I’m not at all offended re: invisible disabilities. I would absolutely not presume as I have a chronic and degenerative illness that is invisible so no worries there. It was the line “I felt she got the immigrant experience aspect right aspect right” and shortly after a comment on Pricilla coming off as a stereotype that I felt needed pointing out.
@Shelley: ((((Hugs)))) on the illness, I know that can be tough.
I am an immigrant (came here at the age of eleven, I don’t know if that makes me first- or second-generation) so I’ve experienced and/or seen up close many of the things described in the book like struggling to speak/read/write in the native (or parents’ native) language “well enough” relative to other members of the same immigrant community, immigrant parents who demand much of their children, and pressure to marry someone from the country of origin.
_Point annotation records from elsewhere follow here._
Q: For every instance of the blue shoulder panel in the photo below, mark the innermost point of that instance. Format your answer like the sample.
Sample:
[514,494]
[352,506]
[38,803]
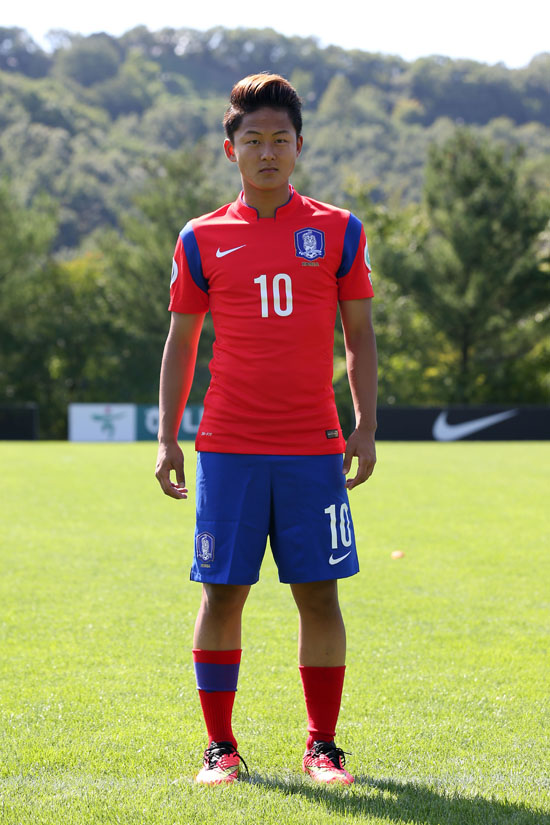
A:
[193,255]
[351,245]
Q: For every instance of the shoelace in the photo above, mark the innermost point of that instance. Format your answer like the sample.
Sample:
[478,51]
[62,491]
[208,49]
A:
[333,753]
[216,750]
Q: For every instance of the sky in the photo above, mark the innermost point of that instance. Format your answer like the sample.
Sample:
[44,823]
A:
[489,31]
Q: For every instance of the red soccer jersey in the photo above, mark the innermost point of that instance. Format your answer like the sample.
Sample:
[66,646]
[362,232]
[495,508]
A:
[272,286]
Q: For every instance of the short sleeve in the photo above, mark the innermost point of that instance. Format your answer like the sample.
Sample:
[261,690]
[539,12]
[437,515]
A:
[188,286]
[354,281]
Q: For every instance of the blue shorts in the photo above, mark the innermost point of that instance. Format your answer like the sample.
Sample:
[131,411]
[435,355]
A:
[299,502]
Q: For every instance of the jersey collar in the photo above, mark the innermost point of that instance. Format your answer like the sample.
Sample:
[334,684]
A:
[241,209]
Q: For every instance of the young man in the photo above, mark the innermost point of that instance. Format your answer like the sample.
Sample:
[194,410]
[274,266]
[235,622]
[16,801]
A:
[272,268]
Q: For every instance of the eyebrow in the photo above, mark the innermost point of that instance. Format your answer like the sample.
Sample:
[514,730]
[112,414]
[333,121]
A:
[278,132]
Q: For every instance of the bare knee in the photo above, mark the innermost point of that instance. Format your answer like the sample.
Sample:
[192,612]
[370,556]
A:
[317,597]
[224,600]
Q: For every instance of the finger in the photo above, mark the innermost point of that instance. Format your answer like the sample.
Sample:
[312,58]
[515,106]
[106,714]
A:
[180,474]
[177,490]
[348,455]
[364,471]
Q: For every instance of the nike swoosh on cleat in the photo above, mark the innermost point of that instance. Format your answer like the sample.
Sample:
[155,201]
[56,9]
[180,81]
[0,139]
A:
[443,431]
[220,254]
[332,560]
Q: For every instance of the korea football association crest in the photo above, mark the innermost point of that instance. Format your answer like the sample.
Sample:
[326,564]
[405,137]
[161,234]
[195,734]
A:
[309,243]
[204,549]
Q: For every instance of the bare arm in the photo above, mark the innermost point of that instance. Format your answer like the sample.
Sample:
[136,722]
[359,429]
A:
[176,376]
[361,361]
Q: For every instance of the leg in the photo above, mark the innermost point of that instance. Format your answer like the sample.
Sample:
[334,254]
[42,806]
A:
[322,656]
[218,625]
[217,654]
[322,635]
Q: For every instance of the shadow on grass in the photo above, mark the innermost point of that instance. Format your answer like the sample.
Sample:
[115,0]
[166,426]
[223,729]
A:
[405,801]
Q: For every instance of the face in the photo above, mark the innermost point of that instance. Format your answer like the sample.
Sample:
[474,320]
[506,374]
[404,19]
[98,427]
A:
[265,148]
I also have or have had multiple close 1st/2nd gen immigrant family members and friends who came (or their parents did) from a number of parts of the world–South Korea, China, Morocco, Lebanon, India, South Africa, Belgium, Italy, Yemen, Syria and Brazil, as well as an uncle who migrated to Switzerland and siblings-in-law and nieces who migrated to China and Japan (and more recently Macau). I find I gravitate toward other immigrants because it’s such a formative experience and there are many commonalities to it across cultures.
Am I Vietnamese-American? Do I have first-hand experience of that culture and can I speak to that particular culture’s immigrant experience authoritatively? Absolutely not. But when I said that I felt Hoang got that immigrant stuff right (she did a stellar job with that in THE BRIDE TEST too IMO) I was basing it on the many commonalities that I and several of my immigrant acquaintances have observed.
A good friend (white, Protestant and American) once said to me, “Your mom is like a sitcom mom except it isn’t funny.” I wasn’t offended because it’s true. In my mom’s case the Jewish mother stereotype and the reality match up; sometimes overlaps happen. So I didn’t read Jayne’s comment as a criticism of an inauthenticity in Hoang’s portrayal, not at all.
When joint reviews are written, neither reviewer knows what the other is going to say, so we can’t predict what comments will be juxtaposed with what others, and then we also have to take into account the conversational flow and keeping the review from getting too choppy. So we work within constraints and sometimes the results of that can be unfortunate. I’ll try to take that into account in the future.